Contemporary Romance

www.rachelgibson.com

Reviewed By Jen Hill

 

 

 

 

Rachel Gibson takes us back to Gospel, Idaho - the setting for TRUE CONFESSIONS - and slightly ties it in with her first novel SIMPLY IRRESISTIBLE.  If you love Rachel Gibson’s previous books, this one is sure to please.

Kate Hamilton is a private investigator.  Well, she used to be.  After finding a man’s lost family, only to have him murder them before killing himself, Kate retires from the P.I. business and decides to head to Gospel to help out her widowed grandfather.  On the way, she thinks over her life and decides, just once, to be impulsive.  So, she asks a gorgeous stranger for a one-night stand.  Not only does he turn her down, he leaves her humiliated and running to Idaho faster than you can say potato. 

A former hockey star, Rob Sutter owns the local sport store in town.  He doesn’t date and travels to Seattle to see his two-year-old daughter who lives with his ex-wife.  He takes no interest in the women in town, no matter how forward or shy they are about asking for what they want.  That is, until he walks across the street to the local grocery store and meets the owner’s granddaughter. 

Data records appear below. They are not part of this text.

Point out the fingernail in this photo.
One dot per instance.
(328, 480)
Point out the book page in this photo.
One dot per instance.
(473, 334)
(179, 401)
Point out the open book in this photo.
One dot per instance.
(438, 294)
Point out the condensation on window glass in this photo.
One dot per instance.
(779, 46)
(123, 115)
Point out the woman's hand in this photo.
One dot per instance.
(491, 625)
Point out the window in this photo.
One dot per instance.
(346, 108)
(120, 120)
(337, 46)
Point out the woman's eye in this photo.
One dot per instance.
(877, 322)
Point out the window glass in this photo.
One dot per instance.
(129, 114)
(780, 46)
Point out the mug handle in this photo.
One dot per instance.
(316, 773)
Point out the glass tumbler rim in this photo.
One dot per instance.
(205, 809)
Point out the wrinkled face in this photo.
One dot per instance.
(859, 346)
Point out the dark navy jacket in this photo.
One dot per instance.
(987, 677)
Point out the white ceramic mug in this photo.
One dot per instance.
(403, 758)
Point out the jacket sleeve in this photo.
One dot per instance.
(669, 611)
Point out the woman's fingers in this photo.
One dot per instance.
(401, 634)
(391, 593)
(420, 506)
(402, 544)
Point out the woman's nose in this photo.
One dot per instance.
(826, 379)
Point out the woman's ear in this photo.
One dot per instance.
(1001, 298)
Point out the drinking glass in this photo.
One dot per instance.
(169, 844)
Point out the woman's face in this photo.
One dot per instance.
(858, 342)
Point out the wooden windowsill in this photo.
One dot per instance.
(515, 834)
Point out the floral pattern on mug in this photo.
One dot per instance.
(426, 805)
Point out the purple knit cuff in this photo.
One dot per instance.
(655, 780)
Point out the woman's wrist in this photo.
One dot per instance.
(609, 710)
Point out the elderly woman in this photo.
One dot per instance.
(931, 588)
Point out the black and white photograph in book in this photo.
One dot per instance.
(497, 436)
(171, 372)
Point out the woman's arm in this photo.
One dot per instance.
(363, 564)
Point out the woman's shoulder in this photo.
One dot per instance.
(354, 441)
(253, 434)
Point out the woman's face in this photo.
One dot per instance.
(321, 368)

Kate is shocked beyond mortification to come face to face with the gorgeous stranger who turned her down flat in that bar.  Now she has to face him everyday, run into him at poetry readings with her grandfather (who is stepping out with Rob’s mother!), and take him deliveries at his house.  Rob becomes fascinated with the smart and tough woman who has a chip on her shoulder.  True, he could have let her down a little easier, but he has his reasons as to why he did what he did in the bar that night.  Now that he knows her a little better, can he convince her he’d like to take her up on her former offer? 

I love Rachel Gibson’s books and TRUE CONFESSIONS is one of my all-time favorites by her.  I was happy to revisit Gospel and see what the residents were up to.  We get to meet some new ones, a few former ones (I was disappointed at the sparse appearances of Dillon and Hope) and hear about the others.

Rob is believable as a tough guy who seems to have a weak spot.  Kate is a little less believable as a former private investigator but it works with the story.  I love her seemingly tough exterior, but inside she’s not quite as sure of herself as she leads people to think.  The grandfather storyline is a pleasant bonus and keeps the story moving along nicely.  With some quirky residents, highly heated love scenes and a plausible storyline, THE TROUBLE WITH VALENTINE’S DAY was worth the wait from this talented author.